From The New York Times: https://www.nytimes.com/2018/10/29/us/anti-semitism-attacks.html
By Laurie Goodstein
Oct. 29, 2018
Until recent years, many Jews in America believed that the worst of anti-Semitism was over there, in Europe, a vestige of the old country.
American Jews were welcome in universities, country clubs and corporate boards that once excluded their grandparents. They married non-Jews, moved into mixed neighborhoods and by 2000, the first Jew ran for vice president on a major party ticket.
So the massacre on Saturday of 11 people in a Pittsburgh synagogue, by a man who told the police when he surrendered that he “wanted all Jews to die,” was for many a shocking wake-up call.
“This kind of evil makes me think of the Holocaust and how people can be so cruel, that there is so much evil in the world, still,” said Moshe Taube, 91, a retired cantor from Congregation Beth Shalom in Pittsburgh and a survivor of the Holocaust.
But it did not come out of nowhere, said experts in anti-Semitism. At the same time that Jews were feeling unprecedented acceptance in the United States, the climate was growing increasingly hostile, intensifying in the two years since President Trump was elected. And it comes at a time when attacks on Jews are on the rise in Europe as well, with frequent anti-Semitic episodes in France and Germany.
The hate in the United States came into full view last year as white supremacists marched in Charlottesville, Va., with lines of men carrying torches and chanting, “Jews will not replace us.”
Swastikas and other anti-Semitic graffiti have been cropping up on synagogues and Jewish homes around the country. Jews online are subjected to vicious slurs and threats. Many synagogues and Jewish day schools have been amping up security measures.
The Anti-Defamation League logged a 57 percent rise in anti-Semitic incidents in the United States in 2017, compared to the previous year — including bomb threats, assaults, vandalism, and anti-Semitic posters and literature found on college campuses.
A spokesman for the Anti-Defamation League said that before Saturday’s shooting, the deadliest anti-Semitic attack in recent United States history was in 1985, when a man killed a family of four in Seattle. He had mistakenly thought they were Jewish.

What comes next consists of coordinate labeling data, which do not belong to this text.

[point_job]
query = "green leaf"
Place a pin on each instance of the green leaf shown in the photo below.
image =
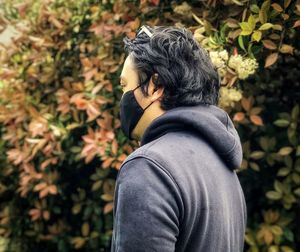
(278, 186)
(288, 234)
(252, 22)
(265, 26)
(298, 151)
(282, 123)
(273, 195)
(284, 171)
(284, 151)
(246, 28)
(297, 191)
(241, 42)
(254, 8)
(256, 36)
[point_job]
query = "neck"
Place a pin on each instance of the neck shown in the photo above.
(149, 115)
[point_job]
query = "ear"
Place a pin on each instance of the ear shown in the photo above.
(156, 92)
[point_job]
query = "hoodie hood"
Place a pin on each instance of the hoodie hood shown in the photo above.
(209, 122)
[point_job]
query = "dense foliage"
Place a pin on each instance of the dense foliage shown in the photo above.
(61, 145)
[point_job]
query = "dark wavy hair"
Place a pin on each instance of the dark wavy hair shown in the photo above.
(184, 68)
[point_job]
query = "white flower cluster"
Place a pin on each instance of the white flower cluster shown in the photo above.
(219, 59)
(242, 66)
(228, 96)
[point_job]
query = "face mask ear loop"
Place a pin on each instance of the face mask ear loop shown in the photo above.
(148, 105)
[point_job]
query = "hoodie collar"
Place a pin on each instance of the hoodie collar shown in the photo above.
(209, 122)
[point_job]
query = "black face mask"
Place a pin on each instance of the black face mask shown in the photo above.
(130, 112)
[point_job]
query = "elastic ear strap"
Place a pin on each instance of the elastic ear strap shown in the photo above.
(148, 105)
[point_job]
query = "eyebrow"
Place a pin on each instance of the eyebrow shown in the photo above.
(122, 78)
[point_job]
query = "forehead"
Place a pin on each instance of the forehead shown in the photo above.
(128, 67)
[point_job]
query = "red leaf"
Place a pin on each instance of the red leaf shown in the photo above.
(256, 120)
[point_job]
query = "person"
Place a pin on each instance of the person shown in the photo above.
(178, 191)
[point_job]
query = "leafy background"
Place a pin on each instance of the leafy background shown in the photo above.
(61, 145)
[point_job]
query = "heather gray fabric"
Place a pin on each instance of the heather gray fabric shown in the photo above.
(179, 190)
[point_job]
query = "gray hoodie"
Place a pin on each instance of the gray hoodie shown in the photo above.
(179, 190)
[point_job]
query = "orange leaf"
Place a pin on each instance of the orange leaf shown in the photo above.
(256, 120)
(108, 207)
(239, 116)
(40, 186)
(35, 214)
(107, 163)
(52, 189)
(271, 59)
(269, 44)
(296, 24)
(44, 193)
(277, 7)
(246, 103)
(46, 215)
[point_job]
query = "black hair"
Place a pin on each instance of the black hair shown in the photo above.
(184, 68)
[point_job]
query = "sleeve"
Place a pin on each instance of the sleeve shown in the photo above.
(146, 212)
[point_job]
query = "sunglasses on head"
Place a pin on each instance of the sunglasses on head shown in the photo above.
(144, 29)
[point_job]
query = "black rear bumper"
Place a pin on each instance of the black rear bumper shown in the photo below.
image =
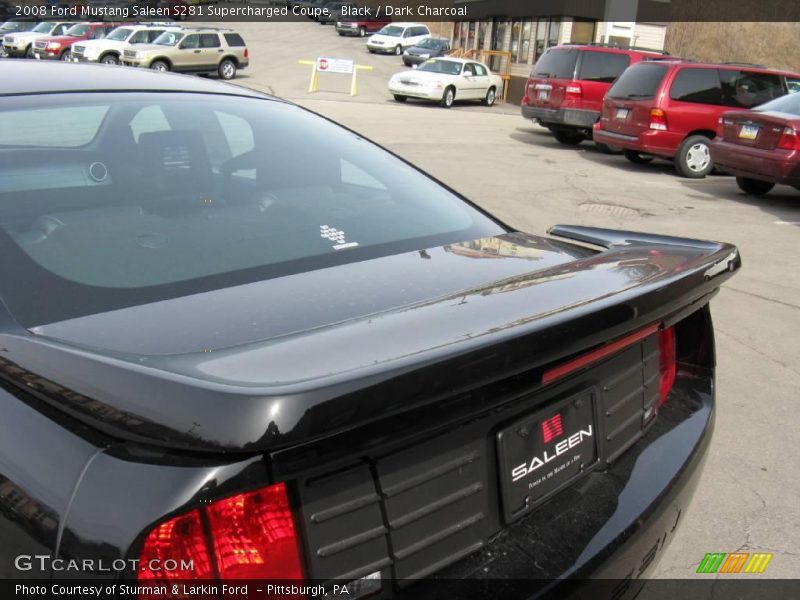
(565, 117)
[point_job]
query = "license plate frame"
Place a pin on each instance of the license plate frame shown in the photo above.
(749, 132)
(550, 466)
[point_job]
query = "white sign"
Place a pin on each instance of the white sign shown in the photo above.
(335, 65)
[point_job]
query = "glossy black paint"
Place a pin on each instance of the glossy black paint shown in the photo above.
(116, 421)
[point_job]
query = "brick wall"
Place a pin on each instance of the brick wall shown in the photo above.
(775, 45)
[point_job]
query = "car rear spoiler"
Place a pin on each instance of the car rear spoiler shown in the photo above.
(344, 378)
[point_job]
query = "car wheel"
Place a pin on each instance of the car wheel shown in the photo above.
(227, 69)
(448, 97)
(607, 149)
(636, 158)
(490, 97)
(693, 159)
(570, 138)
(754, 187)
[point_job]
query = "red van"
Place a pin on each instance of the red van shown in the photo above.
(671, 108)
(565, 90)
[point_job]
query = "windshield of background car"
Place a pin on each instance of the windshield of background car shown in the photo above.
(641, 81)
(168, 38)
(44, 27)
(113, 200)
(77, 30)
(558, 64)
(391, 30)
(430, 43)
(119, 35)
(448, 67)
(789, 104)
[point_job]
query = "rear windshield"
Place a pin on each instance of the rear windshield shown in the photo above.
(150, 196)
(639, 81)
(787, 104)
(234, 40)
(559, 64)
(604, 67)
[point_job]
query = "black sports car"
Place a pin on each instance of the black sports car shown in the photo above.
(239, 341)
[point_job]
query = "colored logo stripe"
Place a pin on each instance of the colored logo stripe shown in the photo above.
(552, 428)
(720, 562)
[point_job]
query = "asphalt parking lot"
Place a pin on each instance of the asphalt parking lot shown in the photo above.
(749, 499)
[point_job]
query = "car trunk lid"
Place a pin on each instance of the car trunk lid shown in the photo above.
(755, 129)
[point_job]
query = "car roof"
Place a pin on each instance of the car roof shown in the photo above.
(609, 49)
(46, 77)
(731, 66)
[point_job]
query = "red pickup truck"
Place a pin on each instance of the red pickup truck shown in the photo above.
(59, 47)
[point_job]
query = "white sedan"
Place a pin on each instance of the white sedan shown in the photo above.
(446, 80)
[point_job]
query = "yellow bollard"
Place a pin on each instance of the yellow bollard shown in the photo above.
(314, 81)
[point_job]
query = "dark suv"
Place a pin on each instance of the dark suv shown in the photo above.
(565, 90)
(672, 108)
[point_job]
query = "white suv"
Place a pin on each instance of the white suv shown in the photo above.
(396, 37)
(108, 50)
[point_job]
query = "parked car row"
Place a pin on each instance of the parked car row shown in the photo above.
(652, 105)
(161, 46)
(434, 76)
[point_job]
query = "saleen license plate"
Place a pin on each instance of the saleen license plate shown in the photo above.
(541, 454)
(748, 132)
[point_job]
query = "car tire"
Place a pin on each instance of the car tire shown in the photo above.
(448, 97)
(567, 137)
(227, 69)
(490, 97)
(607, 149)
(754, 187)
(636, 158)
(693, 159)
(159, 65)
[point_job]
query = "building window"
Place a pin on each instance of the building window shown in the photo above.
(521, 40)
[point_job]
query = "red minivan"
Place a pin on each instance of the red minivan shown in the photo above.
(671, 108)
(566, 87)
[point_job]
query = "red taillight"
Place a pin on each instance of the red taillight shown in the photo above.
(666, 363)
(181, 539)
(658, 119)
(251, 535)
(789, 139)
(584, 360)
(254, 536)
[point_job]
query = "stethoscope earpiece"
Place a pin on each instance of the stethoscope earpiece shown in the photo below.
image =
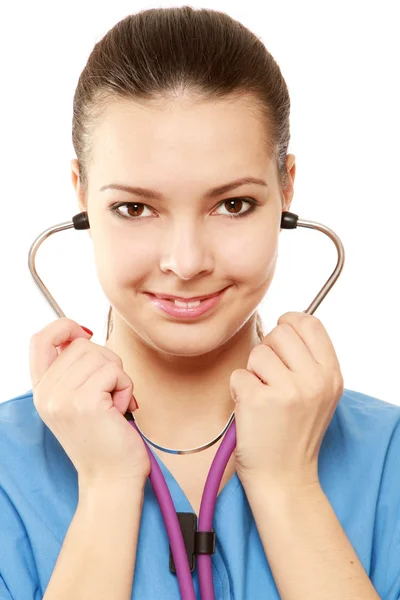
(81, 221)
(204, 527)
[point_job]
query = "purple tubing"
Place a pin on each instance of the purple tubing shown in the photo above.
(207, 506)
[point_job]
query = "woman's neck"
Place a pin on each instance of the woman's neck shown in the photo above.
(184, 401)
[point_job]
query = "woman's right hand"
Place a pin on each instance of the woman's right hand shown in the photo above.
(82, 393)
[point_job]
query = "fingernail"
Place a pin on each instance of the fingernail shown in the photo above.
(87, 330)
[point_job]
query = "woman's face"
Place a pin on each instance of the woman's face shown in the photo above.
(187, 243)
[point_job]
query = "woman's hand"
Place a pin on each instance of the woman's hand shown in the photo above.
(285, 400)
(82, 393)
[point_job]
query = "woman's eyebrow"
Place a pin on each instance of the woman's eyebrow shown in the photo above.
(217, 191)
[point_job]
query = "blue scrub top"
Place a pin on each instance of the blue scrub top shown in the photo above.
(359, 473)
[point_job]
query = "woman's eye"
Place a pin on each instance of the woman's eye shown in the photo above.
(135, 209)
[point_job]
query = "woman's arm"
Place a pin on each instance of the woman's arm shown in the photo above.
(310, 556)
(97, 559)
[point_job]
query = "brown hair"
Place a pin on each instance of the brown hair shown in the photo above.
(162, 52)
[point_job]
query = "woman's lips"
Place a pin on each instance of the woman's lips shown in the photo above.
(166, 297)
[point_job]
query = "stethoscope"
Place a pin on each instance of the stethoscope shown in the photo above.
(204, 538)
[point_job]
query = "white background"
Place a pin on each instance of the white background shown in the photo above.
(341, 64)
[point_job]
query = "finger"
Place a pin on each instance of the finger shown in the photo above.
(68, 362)
(43, 345)
(290, 348)
(266, 365)
(314, 335)
(115, 382)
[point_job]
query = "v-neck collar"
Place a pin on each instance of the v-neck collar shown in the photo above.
(181, 502)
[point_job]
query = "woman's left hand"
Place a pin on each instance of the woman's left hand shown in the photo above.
(285, 400)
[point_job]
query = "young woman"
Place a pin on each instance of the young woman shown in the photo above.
(181, 130)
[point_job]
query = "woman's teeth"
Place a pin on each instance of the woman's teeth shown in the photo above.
(186, 304)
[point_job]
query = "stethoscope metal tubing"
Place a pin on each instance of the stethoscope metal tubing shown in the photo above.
(224, 452)
(295, 222)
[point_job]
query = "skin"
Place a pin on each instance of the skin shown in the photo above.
(183, 246)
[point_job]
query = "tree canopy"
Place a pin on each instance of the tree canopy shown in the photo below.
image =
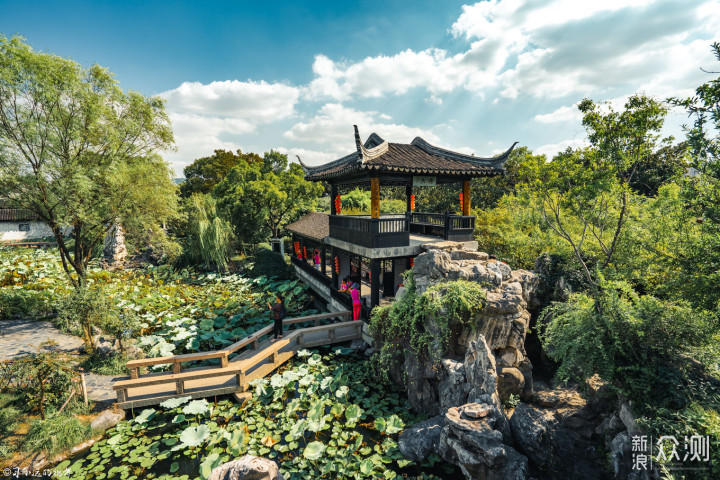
(203, 174)
(259, 199)
(79, 152)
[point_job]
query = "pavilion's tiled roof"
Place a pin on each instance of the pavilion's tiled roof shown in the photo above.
(314, 225)
(15, 215)
(415, 158)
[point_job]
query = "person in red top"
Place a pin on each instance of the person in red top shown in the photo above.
(357, 303)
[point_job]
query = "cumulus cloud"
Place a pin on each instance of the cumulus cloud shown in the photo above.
(542, 49)
(333, 126)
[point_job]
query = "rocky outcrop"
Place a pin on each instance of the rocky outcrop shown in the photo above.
(115, 252)
(419, 441)
(248, 467)
(473, 439)
(107, 419)
(485, 360)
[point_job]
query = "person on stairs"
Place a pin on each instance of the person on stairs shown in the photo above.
(278, 313)
(357, 302)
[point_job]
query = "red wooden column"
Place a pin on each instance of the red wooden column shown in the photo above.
(374, 197)
(466, 198)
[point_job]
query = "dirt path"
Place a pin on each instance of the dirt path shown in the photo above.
(22, 337)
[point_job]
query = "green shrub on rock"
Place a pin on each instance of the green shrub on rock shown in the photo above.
(424, 324)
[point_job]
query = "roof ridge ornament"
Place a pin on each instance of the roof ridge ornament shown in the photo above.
(365, 154)
(496, 161)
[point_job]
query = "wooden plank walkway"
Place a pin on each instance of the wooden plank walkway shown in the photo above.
(232, 375)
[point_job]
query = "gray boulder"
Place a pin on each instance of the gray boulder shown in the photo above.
(420, 440)
(107, 419)
(472, 441)
(531, 433)
(248, 467)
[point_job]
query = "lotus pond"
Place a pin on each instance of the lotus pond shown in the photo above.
(320, 417)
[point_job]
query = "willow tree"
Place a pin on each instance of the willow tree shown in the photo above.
(77, 151)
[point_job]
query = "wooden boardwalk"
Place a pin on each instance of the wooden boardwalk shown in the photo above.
(258, 358)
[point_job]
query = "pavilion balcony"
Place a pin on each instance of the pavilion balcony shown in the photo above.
(395, 230)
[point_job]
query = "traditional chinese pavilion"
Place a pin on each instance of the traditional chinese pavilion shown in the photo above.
(374, 250)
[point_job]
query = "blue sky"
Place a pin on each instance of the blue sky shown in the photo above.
(295, 76)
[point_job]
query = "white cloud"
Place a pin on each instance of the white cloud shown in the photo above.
(562, 114)
(333, 126)
(543, 49)
(257, 102)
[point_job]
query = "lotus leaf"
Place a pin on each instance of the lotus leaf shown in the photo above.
(146, 415)
(194, 436)
(175, 402)
(196, 407)
(314, 450)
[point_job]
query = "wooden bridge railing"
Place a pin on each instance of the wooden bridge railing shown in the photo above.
(298, 340)
(134, 365)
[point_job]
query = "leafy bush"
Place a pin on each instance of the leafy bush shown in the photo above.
(23, 302)
(56, 434)
(84, 309)
(625, 338)
(269, 263)
(10, 417)
(424, 324)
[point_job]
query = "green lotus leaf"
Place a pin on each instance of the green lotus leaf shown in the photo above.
(194, 436)
(196, 407)
(175, 402)
(314, 450)
(146, 415)
(394, 424)
(366, 467)
(353, 414)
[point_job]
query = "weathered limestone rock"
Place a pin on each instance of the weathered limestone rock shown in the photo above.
(107, 419)
(510, 382)
(420, 440)
(115, 252)
(531, 433)
(465, 370)
(471, 440)
(248, 467)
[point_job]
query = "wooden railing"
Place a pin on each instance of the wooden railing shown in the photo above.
(234, 367)
(386, 231)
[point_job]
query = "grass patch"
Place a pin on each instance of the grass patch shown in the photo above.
(56, 434)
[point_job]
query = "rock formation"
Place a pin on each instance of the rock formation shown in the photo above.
(248, 467)
(115, 252)
(485, 362)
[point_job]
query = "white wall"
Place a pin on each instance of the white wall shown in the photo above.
(10, 231)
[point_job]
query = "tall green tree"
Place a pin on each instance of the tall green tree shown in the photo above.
(260, 200)
(77, 151)
(591, 188)
(203, 174)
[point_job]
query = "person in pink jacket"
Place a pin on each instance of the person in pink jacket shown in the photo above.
(357, 303)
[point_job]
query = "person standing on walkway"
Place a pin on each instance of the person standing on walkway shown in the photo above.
(278, 313)
(357, 302)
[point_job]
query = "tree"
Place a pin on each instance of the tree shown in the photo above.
(260, 201)
(77, 151)
(203, 174)
(592, 186)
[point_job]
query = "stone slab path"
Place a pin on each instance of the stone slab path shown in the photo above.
(22, 337)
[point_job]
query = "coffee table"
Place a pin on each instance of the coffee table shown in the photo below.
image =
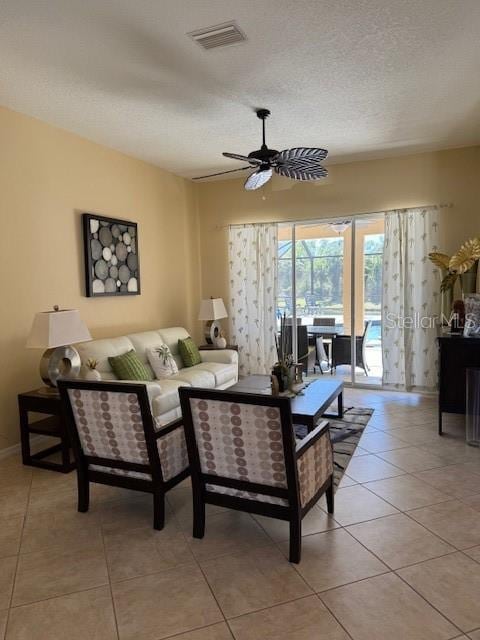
(308, 408)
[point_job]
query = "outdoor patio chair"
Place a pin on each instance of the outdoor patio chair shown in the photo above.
(320, 354)
(341, 350)
(117, 442)
(243, 456)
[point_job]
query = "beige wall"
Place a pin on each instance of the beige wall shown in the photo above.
(451, 176)
(47, 178)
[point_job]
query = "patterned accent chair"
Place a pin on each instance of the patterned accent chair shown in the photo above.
(116, 441)
(243, 455)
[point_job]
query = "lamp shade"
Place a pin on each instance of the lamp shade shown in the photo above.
(52, 329)
(212, 309)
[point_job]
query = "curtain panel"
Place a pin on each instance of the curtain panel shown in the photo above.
(253, 292)
(411, 300)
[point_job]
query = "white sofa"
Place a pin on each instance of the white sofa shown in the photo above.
(218, 369)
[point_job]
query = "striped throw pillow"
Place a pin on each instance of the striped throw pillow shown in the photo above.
(128, 366)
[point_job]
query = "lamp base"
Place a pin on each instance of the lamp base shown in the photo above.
(61, 362)
(212, 331)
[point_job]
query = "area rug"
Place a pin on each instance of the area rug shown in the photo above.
(345, 434)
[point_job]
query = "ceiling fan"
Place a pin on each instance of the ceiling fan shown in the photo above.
(299, 163)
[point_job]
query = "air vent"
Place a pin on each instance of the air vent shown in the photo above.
(221, 35)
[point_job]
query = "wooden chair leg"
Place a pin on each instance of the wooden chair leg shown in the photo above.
(198, 515)
(329, 493)
(158, 510)
(295, 539)
(83, 492)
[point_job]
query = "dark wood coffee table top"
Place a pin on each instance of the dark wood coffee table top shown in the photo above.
(307, 408)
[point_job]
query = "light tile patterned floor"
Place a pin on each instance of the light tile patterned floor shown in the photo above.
(400, 559)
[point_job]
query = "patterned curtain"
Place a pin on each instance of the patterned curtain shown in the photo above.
(253, 293)
(411, 300)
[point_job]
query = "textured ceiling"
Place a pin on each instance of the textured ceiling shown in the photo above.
(363, 78)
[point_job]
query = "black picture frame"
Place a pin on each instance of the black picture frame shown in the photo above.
(111, 257)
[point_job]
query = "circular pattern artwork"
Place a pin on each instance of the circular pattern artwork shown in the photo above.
(111, 249)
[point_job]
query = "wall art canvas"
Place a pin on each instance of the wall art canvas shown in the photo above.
(111, 256)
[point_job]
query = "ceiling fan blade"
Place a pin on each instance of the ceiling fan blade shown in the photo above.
(221, 173)
(312, 172)
(237, 156)
(301, 154)
(258, 178)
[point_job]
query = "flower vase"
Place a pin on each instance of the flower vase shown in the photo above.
(447, 303)
(282, 378)
(468, 280)
(92, 374)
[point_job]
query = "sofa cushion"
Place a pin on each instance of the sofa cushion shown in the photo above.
(189, 352)
(143, 341)
(168, 399)
(196, 376)
(222, 372)
(128, 366)
(170, 337)
(162, 362)
(101, 350)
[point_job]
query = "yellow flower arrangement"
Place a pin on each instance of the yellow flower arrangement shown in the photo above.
(461, 261)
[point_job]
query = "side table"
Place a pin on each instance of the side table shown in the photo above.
(49, 403)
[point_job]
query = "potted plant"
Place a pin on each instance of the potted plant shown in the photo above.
(91, 372)
(220, 342)
(462, 265)
(283, 369)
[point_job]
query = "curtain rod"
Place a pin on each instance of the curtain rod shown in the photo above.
(447, 205)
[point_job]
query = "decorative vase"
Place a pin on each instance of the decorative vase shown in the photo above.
(92, 374)
(447, 303)
(282, 378)
(468, 280)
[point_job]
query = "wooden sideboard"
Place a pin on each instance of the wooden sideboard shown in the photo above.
(456, 354)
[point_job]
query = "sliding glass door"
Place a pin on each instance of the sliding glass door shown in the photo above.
(329, 286)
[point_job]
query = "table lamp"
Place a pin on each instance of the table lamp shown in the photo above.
(55, 331)
(212, 310)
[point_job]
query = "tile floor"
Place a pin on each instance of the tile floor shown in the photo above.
(400, 559)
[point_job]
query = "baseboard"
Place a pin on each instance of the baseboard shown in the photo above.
(36, 442)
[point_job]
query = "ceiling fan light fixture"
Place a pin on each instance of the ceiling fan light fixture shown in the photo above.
(258, 178)
(298, 163)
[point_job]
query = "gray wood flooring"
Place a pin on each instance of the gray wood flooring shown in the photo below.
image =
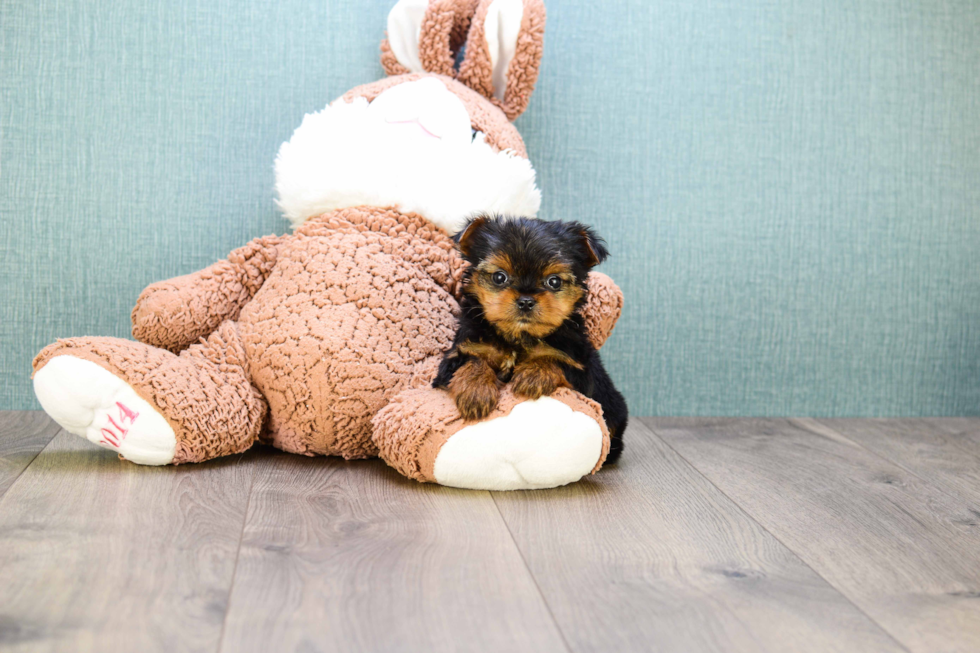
(710, 535)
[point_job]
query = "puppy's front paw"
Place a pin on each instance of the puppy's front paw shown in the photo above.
(537, 379)
(475, 390)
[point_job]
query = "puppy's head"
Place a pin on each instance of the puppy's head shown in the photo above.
(528, 275)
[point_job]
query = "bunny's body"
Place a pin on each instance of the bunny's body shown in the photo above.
(326, 341)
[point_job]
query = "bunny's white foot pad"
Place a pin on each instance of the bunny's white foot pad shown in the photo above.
(89, 401)
(539, 444)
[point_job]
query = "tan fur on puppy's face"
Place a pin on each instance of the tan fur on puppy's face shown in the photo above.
(500, 303)
(475, 389)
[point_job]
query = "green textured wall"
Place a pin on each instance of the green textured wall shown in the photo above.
(791, 189)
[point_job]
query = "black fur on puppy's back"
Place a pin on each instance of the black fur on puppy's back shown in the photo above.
(529, 245)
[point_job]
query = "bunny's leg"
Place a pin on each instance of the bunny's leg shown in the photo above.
(149, 405)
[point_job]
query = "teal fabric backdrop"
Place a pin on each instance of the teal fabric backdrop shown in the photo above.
(790, 188)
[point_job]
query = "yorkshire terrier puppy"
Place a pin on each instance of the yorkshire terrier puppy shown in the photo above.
(520, 321)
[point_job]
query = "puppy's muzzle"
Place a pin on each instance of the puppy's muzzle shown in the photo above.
(526, 304)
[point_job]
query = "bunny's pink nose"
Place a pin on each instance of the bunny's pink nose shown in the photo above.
(414, 123)
(426, 107)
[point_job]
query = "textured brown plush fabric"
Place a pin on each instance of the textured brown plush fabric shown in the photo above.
(204, 393)
(301, 340)
(435, 53)
(476, 69)
(603, 308)
(332, 323)
(176, 313)
(522, 74)
(411, 430)
(484, 116)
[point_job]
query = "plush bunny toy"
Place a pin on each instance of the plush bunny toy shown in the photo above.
(325, 342)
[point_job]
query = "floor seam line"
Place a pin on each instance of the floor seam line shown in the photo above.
(778, 539)
(534, 579)
(238, 555)
(28, 465)
(936, 484)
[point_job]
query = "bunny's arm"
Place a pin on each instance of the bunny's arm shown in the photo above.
(602, 308)
(176, 313)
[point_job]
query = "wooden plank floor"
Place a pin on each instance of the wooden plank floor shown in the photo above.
(710, 535)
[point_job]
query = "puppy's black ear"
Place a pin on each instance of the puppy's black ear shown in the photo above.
(467, 235)
(593, 245)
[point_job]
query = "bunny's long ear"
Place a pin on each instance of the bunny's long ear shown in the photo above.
(503, 52)
(424, 35)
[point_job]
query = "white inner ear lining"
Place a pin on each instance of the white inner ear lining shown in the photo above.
(501, 29)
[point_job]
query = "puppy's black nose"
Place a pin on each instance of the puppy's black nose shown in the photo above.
(525, 303)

There was also an attack by a white supremacist on a Jewish Community Center filled with children in Los Angeles in 1999 that injured five. More recently, in 2014, a white supremacist opened fire outside a Jewish Community Center in a suburb of Kansas City, Mo., killing three people.
“I’m not a Chicken Little who’s always yelling, ‘It’s worse than it’s ever been!’ But now I think it’s worse than it’s ever been,” said Deborah E. Lipstadt, a professor of Holocaust history at Emory University in Atlanta and the author of a planned book on anti-Semitism.
Ms. Lipstadt said she did not wish to be seen as alarmist, because in some ways “things have never been better” for Jews in America.
But she likened anti-Semitism to a herpes infection that lies dormant and re-emerges at times of stress. It does not go away, no matter how “acculturated” Jews have become in America, because “it’s a conspiracy theory,” said Ms. Lipstadt, whose win at trial against a Holocaust denier in England was portrayed in the 2016 movie “Denial.”